Il faut reconnaitre à Emmanuel Macron un vrai talent d'animateur de supermarché ; à grands coups d'annonces tapageuses et de sourires enjôleurs, il n'a pas son pareil pour écouler les stocks d'invendus. Passée l'illusion des artifices de communication, son programme pour les collectivités territoriales n'est rien d'autre que la remballe de toutes les mesures portées par la droite ces dernières années.
Première trouvaille dans le grenier des lubies libérales éculées : la suppression de la taxe d'habitation pour 4/5e des ménages. Sarkozy, qui avait supprimé brutalement la taxe professionnelle (sa Ministre de l'économie et sa majorité l'avaient appris en direct à la télévision), a trouvé sa descendance. Dans cette droite veine, la suppression de la taxe d'habitation a tout de la fausse bonne idée. Elle aurait d'abord pour conséquence de miner encore un peu plus la légitimité de l'impôt, en le concentrant sur une faible portion de la population. Mais elle mettrait gravement en péril la situation financière déjà délicate des collectivités locales, en leur faisant perdre une de leurs toutes dernières ressources dynamiques. Car aucun élu local n'est dupe sur la prétendue compensation intégrale pour les communes de cette perte de recettes ; l'Etat n'a jamais tenu ses promesses en la matière, au-delà de la première année. Certes, les impôts locaux méritent d'être modernisés, notamment pour les rendre plus justes. Mais où est la modernité quand on propose de faire table rase, plutôt de s'attacher à faire réussir une nécessaire réforme déjà engagée avec le soutien des élus locaux ? Enfin, et c'est ici le plus grave, peut-on encore parler de libre administration des collectivités locales (principe constitutionnel, rappelons-le), si ces dernières n'ont plus aucune autonomie fiscale et se retrouvent entièrement dépendantes financièrement de ce que voudra bien lui concéder l'Etat ?

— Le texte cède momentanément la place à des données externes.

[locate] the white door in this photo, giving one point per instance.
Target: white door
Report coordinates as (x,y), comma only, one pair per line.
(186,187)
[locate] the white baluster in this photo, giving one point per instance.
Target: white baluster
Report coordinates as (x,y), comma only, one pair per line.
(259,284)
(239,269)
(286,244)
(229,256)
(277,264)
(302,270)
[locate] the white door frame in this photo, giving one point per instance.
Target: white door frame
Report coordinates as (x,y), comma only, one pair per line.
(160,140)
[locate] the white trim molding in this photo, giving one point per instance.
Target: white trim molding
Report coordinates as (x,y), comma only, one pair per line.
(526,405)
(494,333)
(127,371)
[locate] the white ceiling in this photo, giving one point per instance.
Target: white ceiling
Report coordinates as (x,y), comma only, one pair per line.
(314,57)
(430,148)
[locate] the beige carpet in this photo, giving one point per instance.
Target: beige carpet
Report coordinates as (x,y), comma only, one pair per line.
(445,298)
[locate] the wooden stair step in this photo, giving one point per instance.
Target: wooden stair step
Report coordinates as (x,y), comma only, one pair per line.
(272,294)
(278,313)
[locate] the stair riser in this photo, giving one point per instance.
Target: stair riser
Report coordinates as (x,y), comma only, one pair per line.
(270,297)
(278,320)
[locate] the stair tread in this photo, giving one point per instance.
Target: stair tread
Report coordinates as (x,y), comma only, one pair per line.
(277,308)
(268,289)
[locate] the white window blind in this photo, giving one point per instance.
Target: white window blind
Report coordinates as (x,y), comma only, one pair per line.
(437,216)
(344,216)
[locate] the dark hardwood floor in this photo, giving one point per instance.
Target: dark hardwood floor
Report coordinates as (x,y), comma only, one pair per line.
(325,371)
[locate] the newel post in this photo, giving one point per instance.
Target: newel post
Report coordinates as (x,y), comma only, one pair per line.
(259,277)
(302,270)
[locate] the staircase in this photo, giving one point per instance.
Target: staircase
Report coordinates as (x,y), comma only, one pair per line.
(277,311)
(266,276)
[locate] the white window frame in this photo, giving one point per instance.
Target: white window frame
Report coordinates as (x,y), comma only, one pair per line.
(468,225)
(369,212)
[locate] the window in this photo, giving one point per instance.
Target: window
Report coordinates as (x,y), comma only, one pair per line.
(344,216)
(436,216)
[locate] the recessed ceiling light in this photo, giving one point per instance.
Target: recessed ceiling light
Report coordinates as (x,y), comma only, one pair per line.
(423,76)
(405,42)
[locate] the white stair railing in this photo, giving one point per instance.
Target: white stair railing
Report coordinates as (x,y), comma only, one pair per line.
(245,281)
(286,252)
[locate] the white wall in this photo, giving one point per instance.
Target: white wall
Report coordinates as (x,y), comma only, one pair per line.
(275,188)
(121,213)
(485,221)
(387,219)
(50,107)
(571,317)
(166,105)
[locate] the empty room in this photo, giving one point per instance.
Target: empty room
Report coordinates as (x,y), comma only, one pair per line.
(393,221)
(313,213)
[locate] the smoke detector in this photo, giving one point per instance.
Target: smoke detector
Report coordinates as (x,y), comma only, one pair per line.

On en arrive d'ailleurs à la page suivante sur le livre de recettes d'antan pour les territoires. Macron propose en effet de poursuivre la baisse des dotations aux collectivités. Ainsi, ce sont rien de moins que 10 milliards d'euros qui viendraient à manquer pour les budgets locaux, venant s'ajouter aux pertes déjà accumulées ces dernières années. Certainement pour se démarquer des autres candidats de droite proposant la même potion amère, Macron propose de laisser aux collectivités le soin de répartir entre elles la charge de cette nouvelle baisse. « Je vous livre le poison, libre à vous de partager le contenu de la fiole ». Grand seigneur ! Le manque de courage politique travesti en liberté devient le nouveau subterfuge pour organiser la concurrence féroce entre territoires. La ficelle est tellement grosse qu'on pourrait en rire, sans l'impact terrible d'une telle mesure sur la solidarité territoriale et la qualité des services publics pour les citoyens.
Troisième découverte au musée archéologique de la droite : la réduction drastique du nombre de fonctionnaires et la remise en cause du statut de la fonction publique. Un grand classique du panthéon libéral. La petite musique qui s'installe sur la charge que représenteraient les agents des collectivités devient proprement insupportable. Derrière les grands chiffres, nous parlons là de femmes et d'hommes qui font vivre au quotidien les services publics essentiels et auxquels nos concitoyens sont attachés ; veut-on vraiment moins de crèches ? d'équipements sportifs ? de policiers municipaux ?...
Formidable catalyseur du débat politique, la période électorale qui s'ouvre a le mérite de clarifier les lignes idéologiques en présence. Dans ce cadre, les candidats de la droite, dont Macron est le dernier modèle sur le marché, sont unis par une même volonté de mettre à genoux les collectivités, au premier rang desquelles les communes. Comme toujours, ce seront au final les citoyens les moins nantis qui seront les premières victimes de la mise à mal du service public et de l'affaiblissement des pouvoirs de proximité qui se profilent.